Das Argument rekurriert auf den geschlechtlichen Unterschied und damit kehrt die Frage nach dem natürlichenWesen der Frau wieder. Ergo ergibt sich als nächste Frage: Verwirklicht sich die Frau also vor allem in den Kindern? Können sich Frauen und Männer überhaupt anderswo als in der Familie verwirklichen? Dort, wo für viele die Zwischenmenschlichkeit wohnt! Dort, wo die Generationen sich begegnen! Dort, wo die Gesellschaften sich reproduzieren und das Eigentum gesichert wird! Hierzu trägt Hannah Arendt, gegenüber der traditionellen Frauenrolle eher skeptisch eingestellt, 1963 noch ein Argument bei, das selbst in der christlichen Tradition bisher kaum Beachtung fand: »Es ist uns aus der Philosophie vertraut, den Menschen als ein sterbliches Wesen zu verstehen.

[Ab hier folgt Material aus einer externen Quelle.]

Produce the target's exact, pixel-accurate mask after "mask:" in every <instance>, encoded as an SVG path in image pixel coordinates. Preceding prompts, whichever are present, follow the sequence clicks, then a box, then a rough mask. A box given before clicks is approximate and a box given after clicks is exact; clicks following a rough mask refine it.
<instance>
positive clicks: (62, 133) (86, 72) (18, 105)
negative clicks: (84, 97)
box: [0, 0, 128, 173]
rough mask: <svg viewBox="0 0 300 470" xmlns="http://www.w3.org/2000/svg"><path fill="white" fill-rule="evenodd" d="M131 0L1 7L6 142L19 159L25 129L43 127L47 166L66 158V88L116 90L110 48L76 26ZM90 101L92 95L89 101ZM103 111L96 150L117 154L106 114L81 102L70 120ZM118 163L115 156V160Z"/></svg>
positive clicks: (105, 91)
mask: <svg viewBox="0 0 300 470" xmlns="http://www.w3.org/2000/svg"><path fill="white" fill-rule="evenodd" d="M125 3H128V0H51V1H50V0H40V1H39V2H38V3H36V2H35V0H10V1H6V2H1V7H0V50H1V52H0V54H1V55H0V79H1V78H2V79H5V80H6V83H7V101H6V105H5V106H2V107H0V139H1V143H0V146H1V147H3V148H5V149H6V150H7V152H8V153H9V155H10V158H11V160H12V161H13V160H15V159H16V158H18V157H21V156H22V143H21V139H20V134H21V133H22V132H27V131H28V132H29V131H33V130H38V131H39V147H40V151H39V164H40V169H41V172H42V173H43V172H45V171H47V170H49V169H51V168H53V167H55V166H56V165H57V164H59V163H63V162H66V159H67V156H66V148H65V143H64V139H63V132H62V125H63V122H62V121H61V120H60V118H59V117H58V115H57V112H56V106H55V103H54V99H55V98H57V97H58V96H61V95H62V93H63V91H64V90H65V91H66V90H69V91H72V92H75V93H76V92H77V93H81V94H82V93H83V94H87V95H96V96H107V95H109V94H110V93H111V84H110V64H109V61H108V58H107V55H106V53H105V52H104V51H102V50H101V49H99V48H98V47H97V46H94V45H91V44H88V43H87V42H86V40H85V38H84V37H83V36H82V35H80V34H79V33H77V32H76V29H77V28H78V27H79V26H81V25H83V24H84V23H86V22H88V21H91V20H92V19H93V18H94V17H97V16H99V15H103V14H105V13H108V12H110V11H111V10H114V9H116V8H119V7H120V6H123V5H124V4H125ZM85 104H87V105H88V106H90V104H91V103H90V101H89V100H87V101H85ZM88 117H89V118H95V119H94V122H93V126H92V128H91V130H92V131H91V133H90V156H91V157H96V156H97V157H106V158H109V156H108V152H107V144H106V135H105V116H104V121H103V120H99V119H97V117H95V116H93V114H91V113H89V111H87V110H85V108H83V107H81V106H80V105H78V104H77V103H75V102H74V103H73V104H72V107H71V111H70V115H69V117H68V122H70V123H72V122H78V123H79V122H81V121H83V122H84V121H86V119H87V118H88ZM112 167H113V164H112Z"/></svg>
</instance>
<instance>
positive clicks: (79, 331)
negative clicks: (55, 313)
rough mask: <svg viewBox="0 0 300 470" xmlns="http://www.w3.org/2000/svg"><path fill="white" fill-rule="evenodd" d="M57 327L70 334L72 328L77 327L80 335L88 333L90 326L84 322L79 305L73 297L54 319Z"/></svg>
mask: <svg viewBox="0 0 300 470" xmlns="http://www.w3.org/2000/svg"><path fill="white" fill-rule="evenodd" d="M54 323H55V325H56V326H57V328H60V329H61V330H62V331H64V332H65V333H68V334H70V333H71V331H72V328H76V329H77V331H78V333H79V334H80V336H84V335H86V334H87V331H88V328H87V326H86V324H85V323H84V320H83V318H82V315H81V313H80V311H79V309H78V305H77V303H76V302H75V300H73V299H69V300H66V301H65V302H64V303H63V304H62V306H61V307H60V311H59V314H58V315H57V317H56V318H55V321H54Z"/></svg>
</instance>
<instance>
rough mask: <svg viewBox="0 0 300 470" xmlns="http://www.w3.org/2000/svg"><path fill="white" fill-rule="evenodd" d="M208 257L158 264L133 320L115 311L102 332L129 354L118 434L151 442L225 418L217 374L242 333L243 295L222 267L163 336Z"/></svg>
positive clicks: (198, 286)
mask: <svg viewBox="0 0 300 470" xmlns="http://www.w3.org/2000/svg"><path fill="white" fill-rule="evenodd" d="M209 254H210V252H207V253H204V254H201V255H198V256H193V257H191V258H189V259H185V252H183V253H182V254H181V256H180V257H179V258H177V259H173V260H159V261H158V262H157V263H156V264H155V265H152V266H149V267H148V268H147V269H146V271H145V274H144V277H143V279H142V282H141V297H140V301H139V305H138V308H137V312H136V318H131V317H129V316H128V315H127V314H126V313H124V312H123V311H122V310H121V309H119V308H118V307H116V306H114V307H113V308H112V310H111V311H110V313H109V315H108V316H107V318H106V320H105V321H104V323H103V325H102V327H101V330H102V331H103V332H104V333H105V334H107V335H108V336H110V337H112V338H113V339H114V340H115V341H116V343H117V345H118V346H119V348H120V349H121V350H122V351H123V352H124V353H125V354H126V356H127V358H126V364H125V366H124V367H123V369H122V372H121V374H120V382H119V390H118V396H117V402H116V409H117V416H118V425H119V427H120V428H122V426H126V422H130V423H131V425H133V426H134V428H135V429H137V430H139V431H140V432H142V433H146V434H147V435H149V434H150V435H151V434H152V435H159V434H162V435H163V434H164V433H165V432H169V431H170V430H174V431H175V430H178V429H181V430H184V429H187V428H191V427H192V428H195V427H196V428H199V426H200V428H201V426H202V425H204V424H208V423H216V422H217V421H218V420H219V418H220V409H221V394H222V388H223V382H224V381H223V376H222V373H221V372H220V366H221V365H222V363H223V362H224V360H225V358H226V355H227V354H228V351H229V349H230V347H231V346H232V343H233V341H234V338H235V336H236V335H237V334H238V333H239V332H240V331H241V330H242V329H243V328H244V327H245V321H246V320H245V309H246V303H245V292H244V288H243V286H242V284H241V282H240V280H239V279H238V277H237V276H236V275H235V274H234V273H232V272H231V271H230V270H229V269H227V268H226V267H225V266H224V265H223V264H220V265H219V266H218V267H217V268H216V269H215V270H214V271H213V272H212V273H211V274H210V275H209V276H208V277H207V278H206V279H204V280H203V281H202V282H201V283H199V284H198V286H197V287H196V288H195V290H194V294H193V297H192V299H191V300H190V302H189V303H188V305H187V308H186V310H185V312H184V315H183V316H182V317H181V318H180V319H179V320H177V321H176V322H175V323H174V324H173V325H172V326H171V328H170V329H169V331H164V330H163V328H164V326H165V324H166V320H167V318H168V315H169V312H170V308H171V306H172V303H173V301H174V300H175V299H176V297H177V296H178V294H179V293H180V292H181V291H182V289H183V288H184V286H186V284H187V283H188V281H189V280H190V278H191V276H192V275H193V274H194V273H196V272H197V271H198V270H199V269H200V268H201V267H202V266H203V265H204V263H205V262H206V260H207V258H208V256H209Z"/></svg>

Merkwürdigerweise hat aber noch keine Philosophie (…) sich dazu vermocht, den Menschen auf seine ›Gebürtlichkeit‹ hin anzusprechen, nämlich darauf hin, dass mit jedem von uns ein Anfang in die Welt kam (…).« Gestalten Frauen nicht Welten, indem sie Kinder erziehen? Verwirklichen nicht Mütter das Wesen der Frau genau in jenem kreativen Sinn, in dem der Mann sein Leben im Beruf entfaltet?